Face à l’augmentation des difficultés sociales, une des premières étapes était de «professionnaliser le métier du travailleur social». Bien que, depuis quelques années, la plupart des Universités de l’ex-Union soviétique offrent des formations en travail social, les cours s’appliquent surtout à former des personnes travaillant dans les services sociaux de l’époque. Par exemple, dans le passé – et encore maintenant – des pédagogues sociaux remplissaient le rôle d’assistants sociaux. La profession de travailleur social telle qu’exercée en Amérique et en Europe de l’Ouest n’était même pas connue avant l’effondrement de l’Union soviétique. «Nous travaillons à la formation des intervenants sociaux selon les normes internationales admises de la profession. Mais nous cherchons surtout à ce qu’ils bâtissent un système qui leur soit propre, qui corresponde à leurs besoins et à leur vision de la profession.»

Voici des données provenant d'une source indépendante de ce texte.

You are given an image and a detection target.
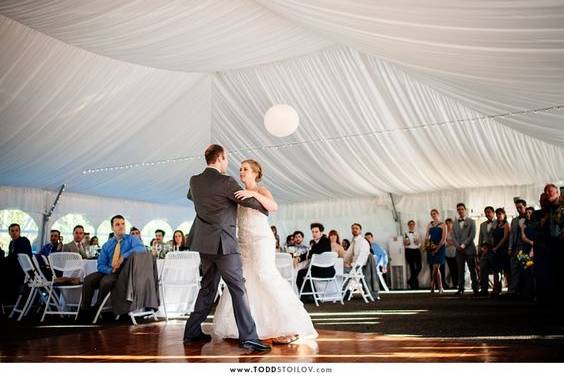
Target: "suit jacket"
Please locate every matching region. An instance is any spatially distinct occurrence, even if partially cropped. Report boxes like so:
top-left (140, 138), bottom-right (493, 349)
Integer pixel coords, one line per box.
top-left (453, 217), bottom-right (476, 256)
top-left (63, 240), bottom-right (86, 259)
top-left (188, 167), bottom-right (268, 255)
top-left (478, 219), bottom-right (497, 253)
top-left (307, 235), bottom-right (335, 278)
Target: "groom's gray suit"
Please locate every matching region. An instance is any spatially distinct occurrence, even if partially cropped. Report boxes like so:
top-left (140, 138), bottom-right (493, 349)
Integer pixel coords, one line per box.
top-left (184, 167), bottom-right (268, 340)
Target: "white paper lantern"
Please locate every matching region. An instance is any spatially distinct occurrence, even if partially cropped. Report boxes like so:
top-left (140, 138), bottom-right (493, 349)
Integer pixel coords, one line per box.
top-left (264, 104), bottom-right (300, 137)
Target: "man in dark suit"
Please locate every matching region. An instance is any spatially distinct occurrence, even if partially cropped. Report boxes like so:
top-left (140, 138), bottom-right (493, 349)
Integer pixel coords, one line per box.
top-left (1, 223), bottom-right (32, 303)
top-left (296, 223), bottom-right (335, 291)
top-left (184, 145), bottom-right (270, 351)
top-left (453, 203), bottom-right (479, 295)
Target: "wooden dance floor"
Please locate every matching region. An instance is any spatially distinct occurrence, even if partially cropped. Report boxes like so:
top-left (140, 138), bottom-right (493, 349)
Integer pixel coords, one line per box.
top-left (0, 321), bottom-right (562, 363)
top-left (0, 293), bottom-right (564, 363)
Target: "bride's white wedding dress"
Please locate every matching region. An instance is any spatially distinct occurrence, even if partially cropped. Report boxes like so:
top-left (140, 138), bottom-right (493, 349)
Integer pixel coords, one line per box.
top-left (213, 206), bottom-right (317, 339)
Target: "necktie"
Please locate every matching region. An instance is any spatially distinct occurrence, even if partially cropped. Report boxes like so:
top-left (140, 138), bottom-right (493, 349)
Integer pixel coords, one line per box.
top-left (112, 239), bottom-right (121, 267)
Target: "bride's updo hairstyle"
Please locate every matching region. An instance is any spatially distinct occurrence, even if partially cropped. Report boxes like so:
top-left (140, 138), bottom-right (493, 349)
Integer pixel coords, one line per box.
top-left (241, 159), bottom-right (262, 183)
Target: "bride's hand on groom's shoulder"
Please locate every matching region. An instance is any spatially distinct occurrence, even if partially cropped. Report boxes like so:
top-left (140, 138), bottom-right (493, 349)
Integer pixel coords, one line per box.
top-left (235, 189), bottom-right (255, 200)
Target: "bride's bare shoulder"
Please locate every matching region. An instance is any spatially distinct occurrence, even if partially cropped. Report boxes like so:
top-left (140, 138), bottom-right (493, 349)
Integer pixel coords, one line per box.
top-left (257, 185), bottom-right (272, 197)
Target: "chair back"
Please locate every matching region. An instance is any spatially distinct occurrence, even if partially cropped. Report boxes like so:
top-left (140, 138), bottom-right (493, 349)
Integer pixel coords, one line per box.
top-left (49, 252), bottom-right (84, 277)
top-left (18, 253), bottom-right (35, 283)
top-left (275, 253), bottom-right (294, 280)
top-left (161, 251), bottom-right (200, 283)
top-left (33, 255), bottom-right (49, 282)
top-left (310, 251), bottom-right (338, 268)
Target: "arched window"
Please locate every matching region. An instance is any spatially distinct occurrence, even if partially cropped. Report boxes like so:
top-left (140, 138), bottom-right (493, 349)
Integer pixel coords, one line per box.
top-left (176, 221), bottom-right (194, 235)
top-left (51, 214), bottom-right (94, 244)
top-left (141, 219), bottom-right (173, 245)
top-left (96, 219), bottom-right (131, 241)
top-left (0, 209), bottom-right (39, 252)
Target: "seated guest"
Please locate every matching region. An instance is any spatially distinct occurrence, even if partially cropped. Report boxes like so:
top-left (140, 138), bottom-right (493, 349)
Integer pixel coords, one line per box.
top-left (364, 232), bottom-right (389, 274)
top-left (282, 234), bottom-right (294, 252)
top-left (170, 230), bottom-right (188, 251)
top-left (79, 214), bottom-right (145, 319)
top-left (0, 223), bottom-right (32, 304)
top-left (129, 226), bottom-right (141, 240)
top-left (294, 223), bottom-right (335, 291)
top-left (344, 223), bottom-right (370, 273)
top-left (88, 236), bottom-right (100, 248)
top-left (63, 225), bottom-right (86, 259)
top-left (39, 230), bottom-right (63, 257)
top-left (329, 230), bottom-right (345, 258)
top-left (293, 230), bottom-right (309, 260)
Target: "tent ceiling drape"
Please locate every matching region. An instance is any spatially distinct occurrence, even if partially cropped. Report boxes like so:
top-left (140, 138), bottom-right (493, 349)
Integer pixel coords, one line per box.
top-left (0, 0), bottom-right (564, 209)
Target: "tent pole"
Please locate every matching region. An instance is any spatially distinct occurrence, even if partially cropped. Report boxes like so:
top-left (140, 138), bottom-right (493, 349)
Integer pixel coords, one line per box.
top-left (39, 184), bottom-right (67, 247)
top-left (388, 193), bottom-right (403, 236)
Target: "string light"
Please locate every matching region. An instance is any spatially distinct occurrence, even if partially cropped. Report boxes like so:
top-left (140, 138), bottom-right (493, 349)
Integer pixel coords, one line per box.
top-left (82, 105), bottom-right (564, 175)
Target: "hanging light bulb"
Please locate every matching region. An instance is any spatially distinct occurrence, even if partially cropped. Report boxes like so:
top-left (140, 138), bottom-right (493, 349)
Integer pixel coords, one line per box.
top-left (264, 104), bottom-right (300, 137)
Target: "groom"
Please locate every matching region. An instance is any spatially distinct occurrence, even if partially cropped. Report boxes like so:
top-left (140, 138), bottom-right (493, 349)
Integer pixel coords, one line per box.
top-left (184, 145), bottom-right (270, 351)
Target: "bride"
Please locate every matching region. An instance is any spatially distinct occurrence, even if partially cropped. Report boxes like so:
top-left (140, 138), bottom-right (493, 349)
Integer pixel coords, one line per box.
top-left (213, 160), bottom-right (317, 344)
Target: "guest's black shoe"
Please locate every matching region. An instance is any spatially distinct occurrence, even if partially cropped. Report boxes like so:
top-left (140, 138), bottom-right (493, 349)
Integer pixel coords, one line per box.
top-left (183, 333), bottom-right (211, 345)
top-left (239, 339), bottom-right (272, 352)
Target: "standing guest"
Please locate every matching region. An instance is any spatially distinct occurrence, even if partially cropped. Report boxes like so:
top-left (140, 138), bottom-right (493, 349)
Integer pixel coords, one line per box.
top-left (294, 223), bottom-right (335, 291)
top-left (521, 206), bottom-right (536, 257)
top-left (343, 223), bottom-right (370, 272)
top-left (63, 225), bottom-right (86, 259)
top-left (79, 214), bottom-right (145, 320)
top-left (478, 206), bottom-right (501, 296)
top-left (0, 223), bottom-right (32, 304)
top-left (155, 229), bottom-right (166, 245)
top-left (492, 208), bottom-right (510, 295)
top-left (364, 232), bottom-right (390, 274)
top-left (329, 230), bottom-right (345, 258)
top-left (507, 199), bottom-right (527, 296)
top-left (170, 230), bottom-right (188, 251)
top-left (425, 209), bottom-right (447, 294)
top-left (445, 218), bottom-right (458, 287)
top-left (89, 236), bottom-right (100, 248)
top-left (403, 219), bottom-right (421, 290)
top-left (453, 202), bottom-right (479, 295)
top-left (535, 184), bottom-right (564, 308)
top-left (39, 230), bottom-right (63, 257)
top-left (270, 226), bottom-right (280, 252)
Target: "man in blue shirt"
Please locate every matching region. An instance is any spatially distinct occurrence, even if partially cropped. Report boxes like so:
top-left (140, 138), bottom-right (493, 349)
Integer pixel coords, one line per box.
top-left (39, 230), bottom-right (61, 257)
top-left (364, 232), bottom-right (388, 273)
top-left (79, 214), bottom-right (145, 317)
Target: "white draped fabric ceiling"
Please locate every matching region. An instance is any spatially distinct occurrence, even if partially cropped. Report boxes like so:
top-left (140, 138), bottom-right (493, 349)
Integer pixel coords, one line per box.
top-left (0, 0), bottom-right (564, 238)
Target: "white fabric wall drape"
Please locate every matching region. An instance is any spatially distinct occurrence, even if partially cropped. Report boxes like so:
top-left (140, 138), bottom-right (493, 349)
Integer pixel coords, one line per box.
top-left (0, 186), bottom-right (196, 238)
top-left (212, 49), bottom-right (564, 202)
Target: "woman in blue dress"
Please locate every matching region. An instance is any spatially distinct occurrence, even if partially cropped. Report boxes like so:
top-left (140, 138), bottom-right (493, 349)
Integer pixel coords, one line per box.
top-left (492, 208), bottom-right (510, 295)
top-left (425, 209), bottom-right (447, 294)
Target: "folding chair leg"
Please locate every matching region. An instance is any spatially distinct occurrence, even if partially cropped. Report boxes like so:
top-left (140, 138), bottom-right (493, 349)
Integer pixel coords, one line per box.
top-left (309, 278), bottom-right (319, 307)
top-left (8, 294), bottom-right (22, 319)
top-left (18, 287), bottom-right (36, 321)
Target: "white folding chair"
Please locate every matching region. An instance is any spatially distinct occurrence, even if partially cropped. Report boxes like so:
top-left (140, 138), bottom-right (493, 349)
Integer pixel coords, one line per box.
top-left (41, 252), bottom-right (84, 322)
top-left (274, 253), bottom-right (298, 294)
top-left (159, 252), bottom-right (200, 319)
top-left (342, 251), bottom-right (374, 303)
top-left (300, 252), bottom-right (344, 306)
top-left (9, 254), bottom-right (49, 321)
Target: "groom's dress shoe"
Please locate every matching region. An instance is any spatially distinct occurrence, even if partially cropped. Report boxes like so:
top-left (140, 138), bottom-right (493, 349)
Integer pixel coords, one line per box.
top-left (184, 333), bottom-right (211, 345)
top-left (239, 339), bottom-right (272, 352)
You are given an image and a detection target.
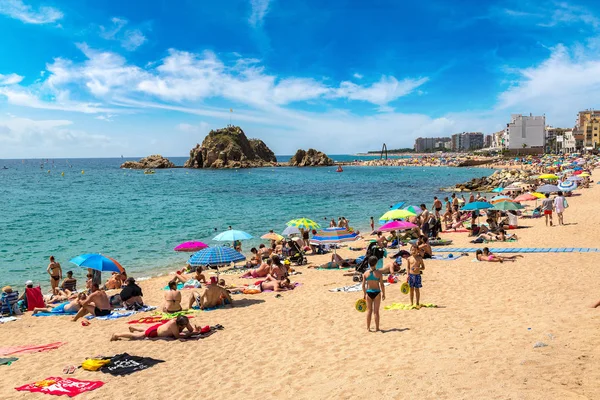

«Malgré tous les problèmes auxquels ils sont confrontés, on retrouve en Biélorussie et en Ukraine, par exemple, des milliers de femmes et d’hommes porteurs d’espoir pour la démocratie. Leur volonté de reconstruire est palpable et dynamisante. On ne peut que se laisser emporter par cette énergie et travailler avec eux à la construction d’un monde plus juste et égalitaire», conclut Ryan sur une note d’espoir.

Bill Ryan sera l’un des invités à la 16e Conférence mondiale de la Fédération internationale des travailleurs sociaux, débutant le 29 juillet au Palais des congrès de Montréal.